Je l’ai déjà brièvement évoqué dans le blog (notamment ici et là), j’observe souvent dans mes cours de chant des personnes qui se limitent en ne s’autorisant pas à être qui elles sont.
Dans ce qui sera selon toute vraisemblance un billet assez bref, j’ai envie de vous (nous) encourager à vous donner des permissions. Des permissions au sens où l’entendait Patricia Crossman (1966). Le fameux triangle des 3P déjà évoqué sur ce blog, un concept d’Analyse Transactionnelle complété par Claude Steiner (1982) avec le terme « Puissance ». Je vous remets rapidement le triangle.

Sans entrer trop dans les détails, le principe est que pour parvenir à être dans sa « Puissance » (à lire plutôt comme « plein potentiel » ou « pleines capacités ») on doit pouvoir se donner ou se voir accorder des permissions : d’être, de faire, de penser, de ressentir, etc. Car au fond, nous sommes toustes humain·es et nous sommes fait·es de tout ça.
…sans oublier les protections.
Crossman insiste sur le fait que des permissions sans protections sont inutiles, voire contreproductives, le système de défense d’une personne ne pouvant pas imaginer transgresser des règles construites à un niveau archaïque.
C’est donc à l’accompagnant·e (qu’il ou elle soit thérapeute, prof, supérieur·e hiérarchique, etc.) de fournir un temps et un espace suffisamment protecteurs pour que la personne puisse accepter de prendre les permissions qu’on lui accorde, ou se les donner à elle-même.
Comment ?
Dans la pratique ça se traduit par des mots et des attitudes. Je dis souvent à mes élèves que je ne suis pas là pour les juger, mais pour les accompagner, pour qu’on cherche ensemble le chemin à suivre pour leur voix. Et ensuite je leur dis que c’est OK de faire faux, qu’on n’a pas besoin d’un résultat parfait…
Parfois ce sont des éléments plus insidieux. Pour ma part, c’est par exemple lors d’une supervision avec une collègue de Coordination Respiratoire que j’ai osé faire « un peu différemment » de ce qu’on m’avait enseigné, parce que jusque là, le respect des règles et de « comment le prof à dit qu’il faut faire » était sacrosaint. Qu’une formatrice me dise que c’était OK de faire différemment si ça me convenait mieux, et qu’elle valide ce changement (je ne trahis pas la pratique en modifiant ce détail) m’a réellement libéré et désormais l’outil en question est beaucoup plus efficace pour moi. J’accède donc à davantage de « Puissance ».
J’avais envie également (et là je vois que l’article ne sera pas si court que ça au final) de partager l’attitude d’une de mes élèves dont le nom n’est pas secret, puisqu’il s’agit d’Izia Jeen (vous en aviez entendu parler ici).
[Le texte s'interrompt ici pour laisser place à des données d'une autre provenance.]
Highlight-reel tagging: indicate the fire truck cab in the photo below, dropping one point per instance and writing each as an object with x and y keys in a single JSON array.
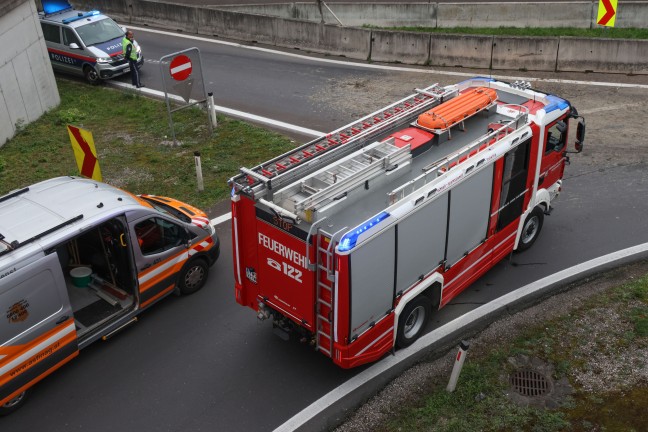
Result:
[{"x": 352, "y": 240}]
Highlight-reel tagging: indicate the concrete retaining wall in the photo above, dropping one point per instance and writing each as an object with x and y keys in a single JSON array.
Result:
[
  {"x": 420, "y": 14},
  {"x": 470, "y": 51},
  {"x": 27, "y": 85},
  {"x": 401, "y": 47},
  {"x": 603, "y": 55},
  {"x": 563, "y": 14},
  {"x": 522, "y": 53},
  {"x": 581, "y": 14},
  {"x": 461, "y": 50}
]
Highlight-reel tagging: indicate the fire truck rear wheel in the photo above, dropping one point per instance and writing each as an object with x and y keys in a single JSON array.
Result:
[
  {"x": 193, "y": 276},
  {"x": 531, "y": 229},
  {"x": 413, "y": 320},
  {"x": 13, "y": 404}
]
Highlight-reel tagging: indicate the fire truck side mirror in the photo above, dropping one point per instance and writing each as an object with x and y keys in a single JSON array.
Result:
[{"x": 580, "y": 136}]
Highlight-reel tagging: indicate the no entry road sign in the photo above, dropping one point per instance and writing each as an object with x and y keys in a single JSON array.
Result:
[{"x": 180, "y": 67}]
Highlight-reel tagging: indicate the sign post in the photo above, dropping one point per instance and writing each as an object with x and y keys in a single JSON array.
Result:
[
  {"x": 84, "y": 152},
  {"x": 607, "y": 13},
  {"x": 182, "y": 72}
]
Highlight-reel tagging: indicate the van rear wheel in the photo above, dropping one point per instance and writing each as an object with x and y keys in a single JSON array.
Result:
[
  {"x": 13, "y": 404},
  {"x": 193, "y": 276},
  {"x": 91, "y": 75},
  {"x": 412, "y": 321}
]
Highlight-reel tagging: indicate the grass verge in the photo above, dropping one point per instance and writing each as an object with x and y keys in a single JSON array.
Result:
[
  {"x": 607, "y": 32},
  {"x": 596, "y": 356},
  {"x": 134, "y": 147}
]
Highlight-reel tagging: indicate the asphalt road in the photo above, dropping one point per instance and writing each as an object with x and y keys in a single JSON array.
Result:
[{"x": 204, "y": 363}]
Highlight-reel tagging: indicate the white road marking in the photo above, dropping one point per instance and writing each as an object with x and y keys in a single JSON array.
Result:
[
  {"x": 610, "y": 108},
  {"x": 386, "y": 67}
]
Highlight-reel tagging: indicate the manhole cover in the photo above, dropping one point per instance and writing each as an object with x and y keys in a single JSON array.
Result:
[{"x": 530, "y": 383}]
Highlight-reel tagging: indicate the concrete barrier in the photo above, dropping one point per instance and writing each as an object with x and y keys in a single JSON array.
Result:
[
  {"x": 603, "y": 55},
  {"x": 165, "y": 15},
  {"x": 563, "y": 14},
  {"x": 401, "y": 47},
  {"x": 239, "y": 26},
  {"x": 461, "y": 50},
  {"x": 117, "y": 9},
  {"x": 324, "y": 38},
  {"x": 27, "y": 85},
  {"x": 351, "y": 14},
  {"x": 525, "y": 53},
  {"x": 573, "y": 54}
]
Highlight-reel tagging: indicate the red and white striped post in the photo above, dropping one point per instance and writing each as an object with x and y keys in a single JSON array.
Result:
[{"x": 456, "y": 370}]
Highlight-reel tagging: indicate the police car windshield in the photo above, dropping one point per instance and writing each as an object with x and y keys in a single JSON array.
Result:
[{"x": 99, "y": 31}]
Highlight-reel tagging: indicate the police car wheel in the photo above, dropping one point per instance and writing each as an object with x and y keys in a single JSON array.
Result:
[
  {"x": 413, "y": 320},
  {"x": 91, "y": 75},
  {"x": 531, "y": 229},
  {"x": 13, "y": 404},
  {"x": 193, "y": 277}
]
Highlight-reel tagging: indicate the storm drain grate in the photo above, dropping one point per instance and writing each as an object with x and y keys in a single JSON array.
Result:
[{"x": 529, "y": 383}]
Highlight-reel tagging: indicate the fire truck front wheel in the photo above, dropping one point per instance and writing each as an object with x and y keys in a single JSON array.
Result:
[
  {"x": 531, "y": 229},
  {"x": 413, "y": 320},
  {"x": 13, "y": 404},
  {"x": 193, "y": 276}
]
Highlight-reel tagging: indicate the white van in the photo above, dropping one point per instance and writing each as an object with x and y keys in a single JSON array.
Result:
[
  {"x": 87, "y": 44},
  {"x": 79, "y": 260}
]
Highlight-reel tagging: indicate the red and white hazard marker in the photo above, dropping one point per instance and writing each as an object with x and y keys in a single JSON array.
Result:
[{"x": 180, "y": 67}]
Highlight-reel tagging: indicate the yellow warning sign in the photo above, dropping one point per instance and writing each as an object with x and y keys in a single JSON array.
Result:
[
  {"x": 85, "y": 152},
  {"x": 607, "y": 13}
]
Cette artiste professionnelle vaudoise vient prendre de temps à autre des séances de Coordination Respiratoire. Et elle est pour moi un exemple de quelqu’un qui se donne beaucoup de permissions, tout en gardant un environnement suffisamment protecteur. La preuve en était son Izia Jeen Day où elle partageait toutes les approches auxquelles elle a recours dans son activité artistique. Elle ne s’encombre pas de jugement interne pour faire les choses « à sa sauce » en allant puiser les outils qu’elle trouve utiles ou nécessaires à différents endroits. Elle vient chez moi chercher des détails qu’elle ne trouve par dans l’autre pratique respiratoire qu’elle utilise par ailleurs : la méthode Wim Hof (que j’ai pu découvrir grâce à elle, et c’est étonnant!). Elle pourrait aussi venir prendre des cours de chant, mais elle a une super coach (que j’ai rencontré aussi) qui lui apporte ce dont elle a besoin. Et je trouve ça extrêmement riche et particulièrement sain. Ses protections ? Et bien justement elle s’entoure de toutes ces personnes bienveillantes et ouvertes à l’échange qui la soutiennent, la conseillent et valident que qui elle est ne peut être remis en question !
J’encourage donc mes élèves à ne pas suivre à la lettre ce que je leur dis, et vous enjoins toutes et tous à faire ce qui semble juste pour vous, du moment que la sécurité extérieure et intérieure vous semble suffisamment présente.